In recent years, rapid technological advances have led to significant developments in the field of robotics, especially for medical purposes [1]. From the microscopic scale to a large robotic surgery system, these developments have brought significant progress in treatment and health-care system [2,3,4,5]. Robots are also becoming more portable and compact as they are needed for assessing first aid in dangerous environments that cannot be accessed by personal medical help [6,7,8,9,10,11,12,13]. Furthermore, robots need to be able to locate and preliminarily determine the physical state of an injured person so that a correct course of treatment can be quickly administered by the medical help. Therefore, a medical sensory system that can determine the physical state must be implemented in a robotic system, especially one that is related to vital health conditions, such as heartbeat and respiration rate.
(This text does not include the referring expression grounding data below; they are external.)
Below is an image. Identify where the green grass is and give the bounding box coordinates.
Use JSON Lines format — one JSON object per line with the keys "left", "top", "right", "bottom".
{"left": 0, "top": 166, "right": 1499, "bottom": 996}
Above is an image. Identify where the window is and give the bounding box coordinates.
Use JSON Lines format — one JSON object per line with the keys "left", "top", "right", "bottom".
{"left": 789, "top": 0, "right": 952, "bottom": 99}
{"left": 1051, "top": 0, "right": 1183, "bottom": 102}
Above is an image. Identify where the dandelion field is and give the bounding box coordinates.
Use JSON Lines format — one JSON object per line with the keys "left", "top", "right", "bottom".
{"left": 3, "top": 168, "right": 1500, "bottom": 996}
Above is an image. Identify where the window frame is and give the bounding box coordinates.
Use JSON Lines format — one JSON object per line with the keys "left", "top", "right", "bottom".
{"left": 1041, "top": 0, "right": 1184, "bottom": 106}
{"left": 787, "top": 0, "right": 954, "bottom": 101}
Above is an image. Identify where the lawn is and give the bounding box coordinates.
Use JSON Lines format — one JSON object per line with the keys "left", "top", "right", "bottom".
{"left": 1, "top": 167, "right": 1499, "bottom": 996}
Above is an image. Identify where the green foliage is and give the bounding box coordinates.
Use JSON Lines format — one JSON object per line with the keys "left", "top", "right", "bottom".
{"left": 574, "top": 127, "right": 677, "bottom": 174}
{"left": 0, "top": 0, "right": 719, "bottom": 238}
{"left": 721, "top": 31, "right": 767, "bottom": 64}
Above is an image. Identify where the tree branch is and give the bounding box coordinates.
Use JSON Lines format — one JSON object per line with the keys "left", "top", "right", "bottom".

The respiration rate is a vital biosignal state that determines the physical state of the pulmonary system, which directly influences blood flow in cardiovascular pathways. Due to this, the measurement of blood flow in cardiovascular pathways can reflect a heartbeat condition as inhale and exhale activities can directly increase or decrease blood flow in those pathways [14,15,16,17]. Therefore, by measuring the changes in blood flow or heartbeat frequencies in the cardiovascular stream, the respiration rate can also be determined. The parameter of respiratory-induced intensity variation (RIIV) can also be analyzed based on these changes [15,16,17,18,19,20,21,22]. One technique for detecting these flow changes and has been widely used to measure blood oxygen saturation is photoplethysmography (PPG).

PPG is a method that requires an optical measurement to detect blood volume changes in the body caused by the cardiovascular system [14,15,16,17,18,19,20,21,22]. The PPG measurement can be achieved by employing a light source and a photodetector. Red or near-IR light-emitting diode (LED) with a wavelength of more than 600 nm is commonly used as the light source for the PPG sensor. This LED works as a transmitter that illuminates the skin tissue and is captured by the photodetector. The variations of light intensity in the skin detected by the photodetector can be associated with changes in blood volume in the captured area. Therefore, using this noninvasive method, the PPG sensor can be used to measure the blood flow rate caused by the cardiovascular system that reflects the heartbeat condition.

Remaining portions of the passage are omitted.